There was no significant difference in the rates of venous thromboembolism (VTE) between patients who received bridging therapy and those who did not; however, nearly 80% of the patients were classified as low risk for VTE, having not had an event for more than a year and having no other risk factors. Two-thirds of patients classified as high-risk for VTE received bridging therapy compared with fewer than one third of patients classified as low risk, according to the report published in the journal JAMA Internal Medicine.
‘Bleeding was either directly attributed to the administration of the bridging agent or a complication of the procedure in most cases,’ the authors wrote.

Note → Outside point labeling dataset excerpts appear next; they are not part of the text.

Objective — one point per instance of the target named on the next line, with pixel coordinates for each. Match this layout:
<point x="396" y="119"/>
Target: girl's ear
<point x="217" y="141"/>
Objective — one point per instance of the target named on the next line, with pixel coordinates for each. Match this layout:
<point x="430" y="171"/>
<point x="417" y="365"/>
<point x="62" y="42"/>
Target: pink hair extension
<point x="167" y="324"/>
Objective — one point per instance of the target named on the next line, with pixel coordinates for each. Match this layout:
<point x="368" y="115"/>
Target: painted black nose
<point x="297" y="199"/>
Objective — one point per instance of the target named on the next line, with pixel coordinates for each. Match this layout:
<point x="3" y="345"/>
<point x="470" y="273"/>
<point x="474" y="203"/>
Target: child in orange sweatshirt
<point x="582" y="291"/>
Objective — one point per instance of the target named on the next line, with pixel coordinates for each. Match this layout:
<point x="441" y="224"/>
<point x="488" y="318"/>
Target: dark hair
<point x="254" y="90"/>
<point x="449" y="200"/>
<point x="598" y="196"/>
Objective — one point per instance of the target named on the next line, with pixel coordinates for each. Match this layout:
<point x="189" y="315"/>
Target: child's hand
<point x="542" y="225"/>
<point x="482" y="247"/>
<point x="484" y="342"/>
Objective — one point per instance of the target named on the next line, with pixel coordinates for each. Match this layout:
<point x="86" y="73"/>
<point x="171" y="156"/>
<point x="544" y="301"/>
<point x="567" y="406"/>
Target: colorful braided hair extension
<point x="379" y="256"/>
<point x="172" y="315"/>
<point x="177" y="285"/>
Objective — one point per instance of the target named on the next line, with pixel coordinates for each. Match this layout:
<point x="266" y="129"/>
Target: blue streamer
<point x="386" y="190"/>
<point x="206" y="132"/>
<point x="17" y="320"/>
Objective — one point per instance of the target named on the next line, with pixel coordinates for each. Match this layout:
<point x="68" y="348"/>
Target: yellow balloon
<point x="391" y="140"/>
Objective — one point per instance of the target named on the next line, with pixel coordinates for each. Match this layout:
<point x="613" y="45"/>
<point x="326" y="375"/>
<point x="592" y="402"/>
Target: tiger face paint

‘Conversely, recurrent VTE events were rare in both the bridge and nonbridge therapy groups, including within the nonbridge therapy high-risk subgroup.’
Commenting on the study, haematologist Dr Ashley Ng said the retrospective, observational nature of the study made it difficult to determine why most of the patients who were at low-risk of VTE were still on warfarin 12 months after their first thrombosis, or the reasons for placing them on bridging therapy before their procedure.
Dr Ng told Medicine Today that the decision whether to use bridging therapy for patients on warfarin still needs to take into account the patient’s history, in terms of their risk of VTE, and the risk level of the procedure, as per current guidelines.
‘This study supports previous evidence that low-risk patients undergoing low-risk procedures are at low risk of procedure-related clots, and that bridging therapy can be associated with a higher rate of bleeding,’ said Dr Ng, from Royal Melbourne Hospital.
The low rates of VTE in the high-risk group also suggest that bridging therapy is effective, albeit with a cost,’ he added.
Dr Ng said some procedures are known to have a higher risk of clotting, such as hip and knee surgery and surgery for cancer.
‘Each patient still needs to be assessed in context, as there is evidence that even patients with no past history of VTE are at risk of developing clots in those circumstances.’